Now, there are OTHER people who I've met–because I've worked with thousands and thousands of business owners–who based on their DNA makeup, the only way that they're going to succeed is if they DO burn all the bridges. You know what I mean? They're those people that they have to quit the job and have nothing else, because based on who they are, and their risk averseness, the only way they're going to get their ass in gear is if they have no other choices.
So I think one of the most important things, and the reason why I–you know, your– the advice I gave to you worked, was because you and I share a similar, you know what I mean, type of makeup in that sense, and I could feel it based on everything else you shared with me. But I think it's so important for people to understand their own risk averseness, and you can just do that by imagining.

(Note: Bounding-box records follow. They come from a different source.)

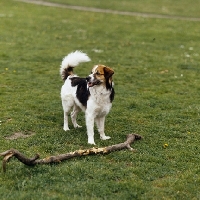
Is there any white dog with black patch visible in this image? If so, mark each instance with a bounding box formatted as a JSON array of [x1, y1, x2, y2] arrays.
[[60, 51, 115, 144]]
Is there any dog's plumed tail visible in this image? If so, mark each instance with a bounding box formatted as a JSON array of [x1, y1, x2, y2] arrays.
[[60, 51, 90, 80]]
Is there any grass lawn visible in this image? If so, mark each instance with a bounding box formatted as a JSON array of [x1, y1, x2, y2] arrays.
[[0, 0, 200, 200]]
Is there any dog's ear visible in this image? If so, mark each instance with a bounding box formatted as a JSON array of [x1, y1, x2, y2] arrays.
[[104, 67, 114, 78]]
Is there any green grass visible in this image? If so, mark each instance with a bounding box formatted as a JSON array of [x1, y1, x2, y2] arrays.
[[0, 0, 200, 200], [49, 0, 200, 17]]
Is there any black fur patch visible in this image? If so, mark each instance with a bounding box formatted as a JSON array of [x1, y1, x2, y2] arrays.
[[62, 67, 73, 81], [70, 77, 90, 107], [106, 79, 115, 102]]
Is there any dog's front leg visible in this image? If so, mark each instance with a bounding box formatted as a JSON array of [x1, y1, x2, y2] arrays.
[[95, 116, 110, 140], [63, 111, 69, 131], [85, 113, 95, 145]]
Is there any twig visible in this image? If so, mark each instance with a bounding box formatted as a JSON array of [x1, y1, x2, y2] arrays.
[[0, 134, 142, 172]]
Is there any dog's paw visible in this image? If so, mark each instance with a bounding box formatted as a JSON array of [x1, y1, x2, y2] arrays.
[[88, 139, 96, 145], [100, 136, 111, 140], [63, 127, 70, 131], [74, 124, 82, 128]]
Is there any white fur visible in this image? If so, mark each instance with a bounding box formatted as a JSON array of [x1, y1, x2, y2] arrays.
[[60, 50, 90, 75], [61, 52, 112, 144]]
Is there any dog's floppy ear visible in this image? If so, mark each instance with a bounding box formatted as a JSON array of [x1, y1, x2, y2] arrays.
[[104, 67, 114, 78]]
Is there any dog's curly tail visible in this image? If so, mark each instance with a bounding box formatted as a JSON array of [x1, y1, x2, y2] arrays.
[[60, 50, 90, 81]]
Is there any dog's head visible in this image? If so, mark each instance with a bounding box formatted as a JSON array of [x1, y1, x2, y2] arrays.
[[86, 65, 114, 88]]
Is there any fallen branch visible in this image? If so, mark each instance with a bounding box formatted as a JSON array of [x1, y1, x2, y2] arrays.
[[0, 134, 142, 172]]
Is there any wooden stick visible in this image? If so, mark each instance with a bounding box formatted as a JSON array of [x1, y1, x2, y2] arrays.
[[0, 134, 142, 172]]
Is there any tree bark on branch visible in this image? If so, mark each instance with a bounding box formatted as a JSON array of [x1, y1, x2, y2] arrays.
[[0, 134, 142, 172]]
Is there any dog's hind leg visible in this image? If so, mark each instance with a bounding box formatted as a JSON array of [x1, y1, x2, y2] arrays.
[[62, 98, 74, 131], [95, 117, 110, 140], [71, 104, 82, 128]]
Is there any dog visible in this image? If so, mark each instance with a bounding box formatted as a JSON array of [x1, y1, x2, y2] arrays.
[[60, 51, 115, 145]]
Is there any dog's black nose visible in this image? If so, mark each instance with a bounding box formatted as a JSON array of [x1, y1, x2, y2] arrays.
[[86, 76, 91, 82]]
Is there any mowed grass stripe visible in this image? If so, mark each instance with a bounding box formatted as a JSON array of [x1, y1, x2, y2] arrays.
[[15, 0, 200, 21]]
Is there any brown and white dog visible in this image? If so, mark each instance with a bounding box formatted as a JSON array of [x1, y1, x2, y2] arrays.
[[60, 51, 114, 144]]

Just imagine–how would it feel to have no money coming in? If part of you lights up and is like “YES! I want to do that!” And–you know what I mean?–and you can do it based on what your other obligations are? Awesome! But if a part of you shrinks and feels like you wouldn't be able to tap into your highest creativity, that it would cause stress for you at home, then you might want to do what Amy and I did, and look for a way to have a blend. Look for a way to have some side income streams or your current job and just hustle your ass off and start building your dream business on the side.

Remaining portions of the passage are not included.